There are some places in the world that the only way for humans to get there is to hike. And Ventura High School senior Bennett Cvijanovich is one of those people that can tell you all about some of those places.
Cvijanovich first got into hiking because he has “always been surrounded by it.” Whenever he has traveled, there has always been a lot of people hiking, which has encouraged him to start for himself. He also began doing minor hikes when he really got into photography to get better shot angles or to reach points of interest, but transitioned into more extensive day hikes as he started to enjoy the activity more and realized how hiking could get him to less traveled photography locations.
Through the majority of his hikes, Cvijanovich has been accompanied by one of his friends, and a small group of other hikers, led by Paul King, his “hiking sensei.” King has been the most influential person for Cvijanovich when it comes to hiking because he has been the one that has led and allowed him to participate on many noteworthy hikes throughout the past two years.
These hikes include Mt.

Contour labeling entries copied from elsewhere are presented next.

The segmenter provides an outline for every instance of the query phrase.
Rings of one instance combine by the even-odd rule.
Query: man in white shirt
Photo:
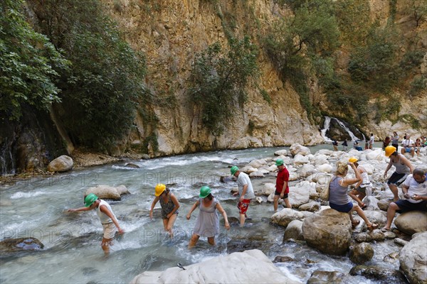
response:
[[[415,155],[415,147],[413,145],[413,141],[410,139],[411,136],[406,135],[406,138],[402,141],[402,148],[401,153],[404,155],[405,153],[411,153],[412,157]]]
[[[396,212],[427,211],[427,176],[426,170],[416,168],[402,184],[402,192],[406,200],[390,203],[387,209],[387,222],[381,231],[390,231]]]
[[[243,227],[245,225],[245,220],[247,217],[246,211],[249,207],[251,200],[255,198],[253,187],[252,187],[252,182],[249,176],[245,173],[241,172],[236,165],[231,167],[230,171],[231,175],[237,178],[237,186],[238,187],[238,195],[240,195],[237,207],[240,214],[241,227]],[[233,195],[237,195],[238,193],[236,193]]]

Dana, Mono Pass, Clouds Rest, Mt. Whitney, San Gorgonio Mountain, Mt. Baldy, Cucamonga Peak and the southern rim to the northern rim of the Grand Canyon. Cvijanovich’s least favorite hike has been the “Franklin Trail” in Carpinteria. And the hardest hike he has ever done was the rim to rim hike in the Grand Canyon. In general, Cvijanovich hikes because he “love[s] being unconnected from the internet and collecting [his] thoughts.”
With all this regular hiking, Cvijanovich has found which “hiking essential” has come in handy the most. For him, it has been a “bladder” because “the ability to drink water while your walking instead of stopping and grabbing your water is genius.”

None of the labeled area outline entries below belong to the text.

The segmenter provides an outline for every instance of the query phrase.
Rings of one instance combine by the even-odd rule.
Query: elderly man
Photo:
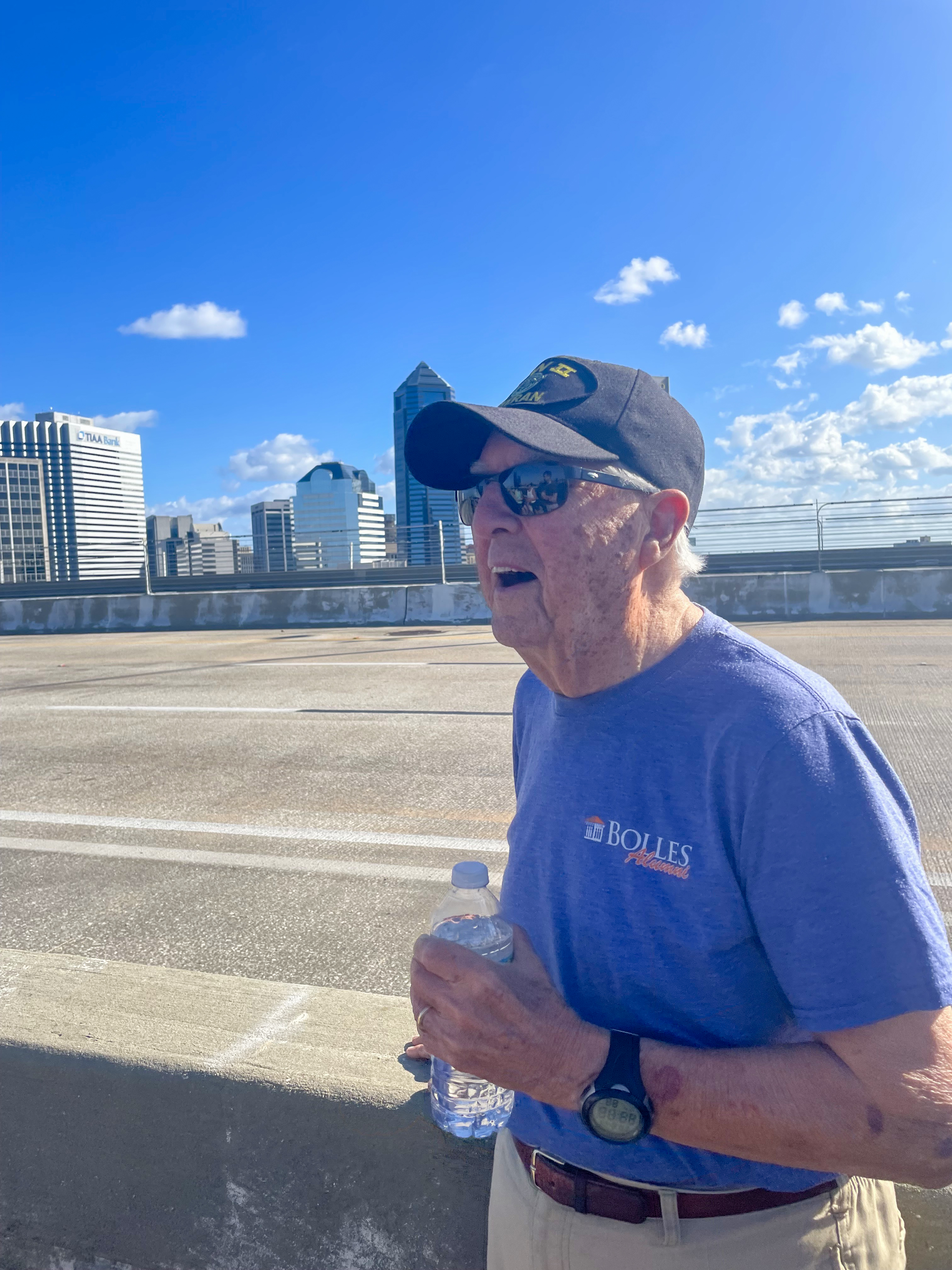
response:
[[[693,605],[697,424],[644,371],[543,362],[439,403],[526,659],[496,965],[423,937],[410,1053],[517,1090],[490,1270],[900,1270],[891,1179],[952,1182],[952,964],[902,786],[821,678]],[[512,489],[546,481],[557,497]]]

Cvijanovich suggested to people who want to start hiking, but don’t know where to start, “If you’re new to hiking, I believe Arroyo Verde is a great place to get fit and whenever you have time on the weekend, perhaps checking out [Santa Barbara] or [Los Angeles] [would be a good idea].” He also suggested to people who want to be able to increase their levels of hikes to “keep on hiking [because] it’s good for you, physically and mentally.”
Lastly, Cvijanovich shared that whenever he is on a trail for 6 to 12 hours, “near the end of a long hike, I always get loopy and super weird.”